Once again the Ontario Public Service Employees Union (OPSEU) is proud to stand in solidarity with injured workers, the Ontario Network of Injured Workers (ONIWG), other Unions, and the general public as we join the fight for justice on June 1st to mark Injured Worker Day.
Activities at Queens Park begin the evening before with a light dinner at 7pm, a cultural program at 8 and an overnight vigil.
Events on June 1st kick off with an 11 a.m. rally on the lawn at Queens Park. The event moves on with a march and public demonstration in front of the Ministry of Labour offices on University Ave. An All Candidates Town Hall Meeting follows at 2:00 PM at the OCAD Auditorium 100 McCaul St.
Injured Workers Day is a day that we gather together across our communities to pay tribute to injured workers and their families. We join with those injured workers and families to remind careless politicians and thoughtless employers that injured workers exist. They have value. They remain members of our home communities who are human and therefore worthy of both dignity and respect. No one goes to work with the idea of being injured, or permanently disabled. Yet the incidence of workplace injury remains alarmingly high.
Throughout the year, but especially on June 1st, our OPSEU membership joins with ONIWG, to demand that our workers compensation system serves the workers it was designed to serve and not act as cheap insurance for derelict employers. It is time our compensation system returns to its roots and fulfills its mandate of providing justice to injured workers. By gathering together we lend strength to our many voices, reminding politicians and employers alike that injured workers number in the thousands. Unfortunately their ranks continue to grow daily. Therefore the need for meaningful, enforceable health and safety laws remains.
We unite with our injured Sisters and Brothers and call for the end of the following unfair practices:
- The current system of “deeming” injured workers fit for a job and then slashing their compensation benefits, by the imaginary wage this phantom job is thought to provide.

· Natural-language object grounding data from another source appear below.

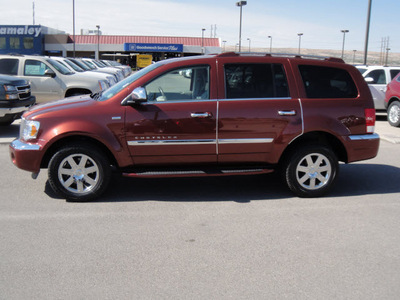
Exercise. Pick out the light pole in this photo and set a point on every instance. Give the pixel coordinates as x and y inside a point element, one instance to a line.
<point>367,32</point>
<point>73,24</point>
<point>344,36</point>
<point>387,56</point>
<point>270,44</point>
<point>98,42</point>
<point>240,4</point>
<point>299,34</point>
<point>202,40</point>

- The use of in house WSIB health care professionals’ diagnoses rather than relying on the injured workers treating physician, who is the heath care provider that actually provides first-hand care to the injured worker.
- The practice of denying benefits to injured workers based on pre-existing conditions.

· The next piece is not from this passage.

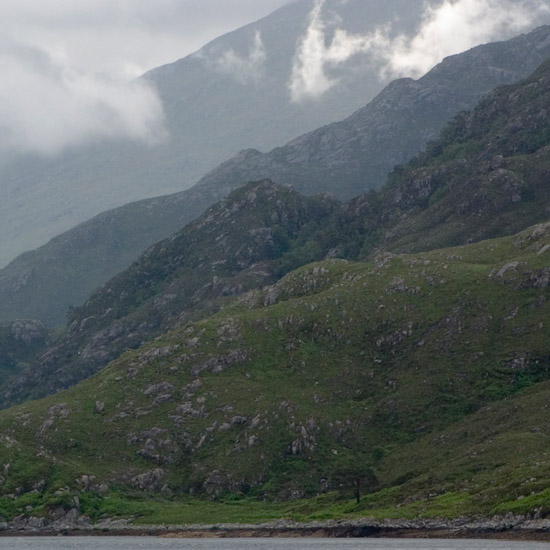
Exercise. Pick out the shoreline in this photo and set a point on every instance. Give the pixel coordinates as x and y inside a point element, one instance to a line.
<point>510,528</point>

The ongoing plan to eliminate WSIB’s accrued liability by slashing or denying injured workers benefits is forcing workers and their families into poverty and onto public assistance. Workers and their families who are already struggling with debilitating injuries should not also be forced to engage in lengthy, often years long battles with the WSIB system to gain the benefits they so justly deserve.

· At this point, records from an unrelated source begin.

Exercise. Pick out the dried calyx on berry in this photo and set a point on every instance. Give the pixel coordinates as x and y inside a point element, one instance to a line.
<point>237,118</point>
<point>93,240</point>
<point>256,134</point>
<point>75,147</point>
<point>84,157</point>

Employers must be held responsible for workplace injuries. Employers legally hold the ultimate responsibility for workplace safety. Employers need to know that existing workplace health and safety laws will be enforced, and that employers will go to jail, not merely pay a token fine should their employee sustain injury due to employer negligence.
Injured workers should not just be a news story buried in the back pages of the local paper. Especially now as unions are under attack and the ranks of non-union and the precarious workforce is growing. The fight for injured worker justice is indeed more pressing than ever.